Abhishek Jhunjhunwala

Personal information
- Full name: Abhishek Arunkumar Jhunjhunwala
- Born: 1 December 1982 (age 43) Kolkata, West Bengal, India
- Batting: Right-handed
- Bowling: Right-arm off-break
- Role: Batsman

Domestic team information
- 2010: Rajasthan Royals
- 2011: Pune Warriors India
- 2012: Deccan Chargers

Career statistics
| Competition | FC | LA | T20 |
| Matches | 26 | 24 | 38 |
| Runs scored | 1,292 | 529 | 472 |
| Batting average | 30.76 | 29.38 | 18.15 |
| 100s/50s | 4/4 | 0/4 | 0/2 |
| Top score | 139 | 84 | 54* |
| Balls bowled | 744 | 300 | 121 |
| Wickets | 9 | 3 | 3 |
| Bowling average | 57.55 | 89.66 | 57.33 |
| 5 wickets in innings | 0 | 0 | 0 |
| 10 wickets in match | 0 | 0 | 0 |
| Best bowling | 3/42 | 2/58 | 1/5 |
| Catches/stumpings | 16/- | 3/– | 20/– |
- Source: ESPNcricinfo, 3 April 2024

= Abhishek Jhunjhunwala =

Indian cricketer (born 1982)

Abhishek Arunkumar Jhunjhunwala (born 1 December 1982) is an Indian first-class cricketer.

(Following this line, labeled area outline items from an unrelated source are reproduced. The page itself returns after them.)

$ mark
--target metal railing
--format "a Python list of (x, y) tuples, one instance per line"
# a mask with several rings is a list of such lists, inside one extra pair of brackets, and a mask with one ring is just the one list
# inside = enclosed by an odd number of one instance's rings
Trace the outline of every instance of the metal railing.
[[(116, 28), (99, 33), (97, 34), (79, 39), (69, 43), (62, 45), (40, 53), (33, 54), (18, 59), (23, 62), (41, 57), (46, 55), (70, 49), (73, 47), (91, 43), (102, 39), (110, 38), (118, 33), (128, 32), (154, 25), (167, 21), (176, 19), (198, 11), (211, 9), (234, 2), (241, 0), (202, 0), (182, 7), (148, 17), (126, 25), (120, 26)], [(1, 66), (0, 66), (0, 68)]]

He played for the Royal Bengal Tigers and the Indian World Team in the Indian Cricket League Twenty20 competition, before signing for the Rajasthan Royals in the Indian Premier League in 2010. In that season, he was included in 13 matches, and scored a total of 183 runs, the most runs out of all of his seasons

In the 4th season of IPL, in 2011, he played for Pune Warriors India. In that season, he was included in 2 matches, and scored 10 runs in total. In the 5th season of IPL, in 2012 , he moved to the now terminated team, Deccan Chargers. During that season, he was included in 5 matches, and scored a total of 24 runs. That season would be his final season that he would play in.

Abhishek is now playing for Hampton Wick having moved from Richmond Cricket Club (London) to become HW's Director of Cricket.